Neste contexto, Galo entende ser possível que trabalhadores não queiram a carteira de trabalho, levando em consideração “o processo de alienação e a ofensiva dos patrões em diminuir os direitos”.
Exclusão
O sentimento de exclusão também foi compartilhado pela coordenadora-geral da Federação Nacional das Trabalhadoras Domésticas, Luiza Batista Pereira. Ela citou que, apenas em 2013, com a Emenda Constitucional 72, e, depois com a Lei Complementar 150/2015, foram regulamentados direitos básicos da categoria, como o limite da jornada de trabalho e o pagamento de horas extras.
“É por isso que temos que estar nesses espaços, principalmente neste, da justiça social, e falarmos para os senhores, que são os operadores da lei e podem auxiliar para não sermos excluídas”, reforçou.
O ministro do TST Cláudio Brandão observou que, segundo dados da Organização Mundial do Trabalho (OIT), apenas 6% dos trabalhadores domésticos têm acesso à proteção social plena.
Resistência
No campo, a história vai além do reconhecimento das relações de trabalho. Para a presidente do Sindicato dos Trabalhadores Rurais de Rondon do Pará, Maria Joel da Costa, ela envolve a luta e a resistência pela terra. Os números, segundo ela, devem abranger não só as mortes no Pará, mas a produção de alimentos a partir da reforma agrária, moradia, educação, emprego e renda. Maria Joel ressaltou que, após o assassinato de seu marido, passou a contar com proteção policial.
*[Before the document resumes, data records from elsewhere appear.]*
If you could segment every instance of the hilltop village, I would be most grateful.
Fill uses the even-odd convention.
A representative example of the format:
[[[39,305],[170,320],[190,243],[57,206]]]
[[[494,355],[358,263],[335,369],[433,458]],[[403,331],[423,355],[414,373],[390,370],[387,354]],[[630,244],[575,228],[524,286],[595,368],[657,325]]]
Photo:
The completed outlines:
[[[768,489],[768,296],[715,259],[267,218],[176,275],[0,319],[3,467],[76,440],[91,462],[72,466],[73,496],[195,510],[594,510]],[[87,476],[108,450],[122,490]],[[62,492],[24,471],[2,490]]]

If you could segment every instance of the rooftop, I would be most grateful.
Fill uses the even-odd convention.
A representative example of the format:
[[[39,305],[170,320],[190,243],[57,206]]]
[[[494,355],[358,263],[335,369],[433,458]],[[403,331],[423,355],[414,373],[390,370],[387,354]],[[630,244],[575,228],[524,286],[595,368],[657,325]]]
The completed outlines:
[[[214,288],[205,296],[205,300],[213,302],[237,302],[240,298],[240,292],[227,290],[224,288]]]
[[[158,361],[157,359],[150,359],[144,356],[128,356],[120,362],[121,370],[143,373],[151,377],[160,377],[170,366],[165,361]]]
O ministro Brandão acrescentou que 21% da classe trabalhadora brasileira é do segmento rural, responsável pelos alimentos que chegam à mesa dos brasileiros. Para ele, a participação dessas pessoas demonstra o protagonismo dos que, “de seu modo e a seu tempo, derramaram sangue, suor e lágrimas” por um direito mais inclusivo.
Consensos legaias
Na abertura do encontro, o ministro do TST Vieira de Mello Filho destacou o significado social do trabalho para além da ideia formalista. “Trago no meu coração e na minha mente a ideia de um país mais justo, em que as pessoas tenham um futuro. A CLT rompeu, em 1943, com o positivismo legalista. Ela criou a possibilidade de os juízes do trabalho para acompanharem as transformações sociais com eticidade das relações.
Para o secretário-executivo do Ministério do Trabalho e Emprego, Francisco Macena da Silva, a discussão deve ser integrada para conferir segurança jurídica a todas as partes, estabelecendo conceitos apropriados e consensos legais para ações efetivas e políticas perenes diante de um mundo globalizado.
“Temos a melhor legislação da América Latina e do mundo, com uma base sólida e experimentada, e temos que partir dela para atualizá-la e não perder o que já há garantido. E, ao mesmo tempo que estamos enfrentando novos desafios, também temos coisas a serem resolvidas que há décadas não conseguimos superar”, declarou, citando o exemplo dos 2 mil trabalhadores resgatados em condições análogas à escravidão este ano.
Comprometimento
Ao final das apresentações da manhã, o presidente do TST, ministro Lelio Bentes, questionou integrantes da magistratura e do Ministério Público e servidores da Justiça do Trabalho o que pretendem fazer diante dessas informações. “Temos a oportunidade histórica de ouvir a sabedoria de quem lida no dia a dia com as matérias que conhecemos pela tela fria dos computadores”, frisou, convidando todos ao profundo comprometimento com a Justiça Social.